Sanders expressed similar sentiments, telling Reason, "Too many people think that once you're in the system, you're a recycling bin. You're always going to be in the system. Ignorant people feel as though you went away, there's no way you deserve a second chance. But they only feel like that until it happens to them. Until it comes home."
Even if he is able to secure a pardon from the governor, Sanders is not certain he would attempt to run for office again. But he hopes his predicament will motivate the legislature to add more specificity to the "infamous acts" clause, so that rehabilitated non-violent drug offenders aren't excluded from public office for life.
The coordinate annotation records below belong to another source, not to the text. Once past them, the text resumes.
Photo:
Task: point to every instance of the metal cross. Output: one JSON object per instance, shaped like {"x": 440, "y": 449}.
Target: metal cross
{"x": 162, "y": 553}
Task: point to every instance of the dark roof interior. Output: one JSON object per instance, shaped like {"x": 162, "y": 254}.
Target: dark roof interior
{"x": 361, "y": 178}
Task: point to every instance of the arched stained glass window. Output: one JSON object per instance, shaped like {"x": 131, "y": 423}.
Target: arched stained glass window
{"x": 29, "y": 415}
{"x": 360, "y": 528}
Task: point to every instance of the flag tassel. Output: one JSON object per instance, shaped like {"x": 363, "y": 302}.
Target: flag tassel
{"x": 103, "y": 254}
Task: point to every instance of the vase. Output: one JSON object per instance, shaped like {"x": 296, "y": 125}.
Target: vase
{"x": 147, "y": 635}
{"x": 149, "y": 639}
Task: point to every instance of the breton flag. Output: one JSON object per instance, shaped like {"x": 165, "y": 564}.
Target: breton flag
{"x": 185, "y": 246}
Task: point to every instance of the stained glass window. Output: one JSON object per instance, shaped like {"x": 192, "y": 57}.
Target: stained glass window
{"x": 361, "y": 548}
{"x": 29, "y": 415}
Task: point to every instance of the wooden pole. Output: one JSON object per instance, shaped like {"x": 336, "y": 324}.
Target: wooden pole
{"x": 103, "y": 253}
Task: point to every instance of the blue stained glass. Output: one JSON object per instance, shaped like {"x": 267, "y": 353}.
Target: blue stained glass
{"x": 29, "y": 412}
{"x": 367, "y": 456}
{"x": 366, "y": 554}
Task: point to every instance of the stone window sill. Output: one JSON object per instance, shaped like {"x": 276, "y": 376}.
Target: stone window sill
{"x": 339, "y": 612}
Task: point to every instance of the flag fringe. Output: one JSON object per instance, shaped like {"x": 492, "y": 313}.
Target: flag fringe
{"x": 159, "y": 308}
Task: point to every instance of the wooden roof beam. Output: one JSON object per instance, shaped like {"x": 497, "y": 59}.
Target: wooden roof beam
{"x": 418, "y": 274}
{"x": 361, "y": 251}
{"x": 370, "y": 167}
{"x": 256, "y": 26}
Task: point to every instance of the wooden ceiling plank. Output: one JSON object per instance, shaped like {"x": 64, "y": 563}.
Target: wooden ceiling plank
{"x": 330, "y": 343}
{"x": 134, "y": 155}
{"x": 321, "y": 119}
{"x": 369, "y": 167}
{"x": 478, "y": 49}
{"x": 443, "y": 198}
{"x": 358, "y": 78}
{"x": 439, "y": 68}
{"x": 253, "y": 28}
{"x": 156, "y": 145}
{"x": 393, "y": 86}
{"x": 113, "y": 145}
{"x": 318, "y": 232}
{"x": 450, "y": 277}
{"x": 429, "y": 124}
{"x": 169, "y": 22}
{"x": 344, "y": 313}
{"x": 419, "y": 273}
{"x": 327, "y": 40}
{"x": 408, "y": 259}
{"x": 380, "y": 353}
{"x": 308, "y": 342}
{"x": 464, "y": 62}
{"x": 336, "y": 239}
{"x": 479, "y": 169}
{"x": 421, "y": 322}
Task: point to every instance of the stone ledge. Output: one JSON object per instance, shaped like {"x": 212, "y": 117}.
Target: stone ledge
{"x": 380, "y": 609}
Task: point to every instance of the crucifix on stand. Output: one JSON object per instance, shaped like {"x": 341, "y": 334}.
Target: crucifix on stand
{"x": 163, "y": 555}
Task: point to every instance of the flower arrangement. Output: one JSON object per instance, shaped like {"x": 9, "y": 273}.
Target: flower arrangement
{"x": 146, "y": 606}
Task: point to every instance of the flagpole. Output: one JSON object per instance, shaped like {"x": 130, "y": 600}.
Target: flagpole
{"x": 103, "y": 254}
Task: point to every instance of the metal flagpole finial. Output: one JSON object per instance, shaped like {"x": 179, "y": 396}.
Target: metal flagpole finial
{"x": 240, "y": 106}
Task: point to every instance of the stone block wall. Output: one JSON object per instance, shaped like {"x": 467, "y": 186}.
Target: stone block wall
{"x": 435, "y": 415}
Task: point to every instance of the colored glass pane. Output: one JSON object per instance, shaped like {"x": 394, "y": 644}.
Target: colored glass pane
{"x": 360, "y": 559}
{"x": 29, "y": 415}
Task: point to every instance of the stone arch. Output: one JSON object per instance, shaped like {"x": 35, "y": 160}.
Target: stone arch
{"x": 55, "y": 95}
Sanders says, "People are looking at this law now, so it's not going to just end with Corey Sanders, it's going to help people, black and white, coming out of prison."
In some ways, the drug war looks like it's on its last legs, with recreational marijuana use legalized in four states and the District of Columbia, increased efforts toward decriminalization, and widespread support for ending mandatory minimum drug sentencing popping up on both sides of the aisle.
But while the trend toward ending zero tolerance laws for non-violent drug-related crimes has helped ease some of the drug war's current social pressures, it also obscures the harsh reality that for many, laws informed by drug war-era zero tolerance leave a scar of shame that affects people long after they've served time, reformed their lives, and even become pillars of their communities.
No matter how fast obsolete drug laws are liberalized, it will take many more years to expunge from the books all the obscure statutes that single out drug offenses for a lifetime of scorn. Until then, the laws will keep judging people like Sanders and Sarasnick for who they were—not who they are.
"My past helped make me the man I am today," Sanders told me, "but it doesn't define the man I am today. If a person doesn't change through trials and tribulations, that's a person who got older with no growth."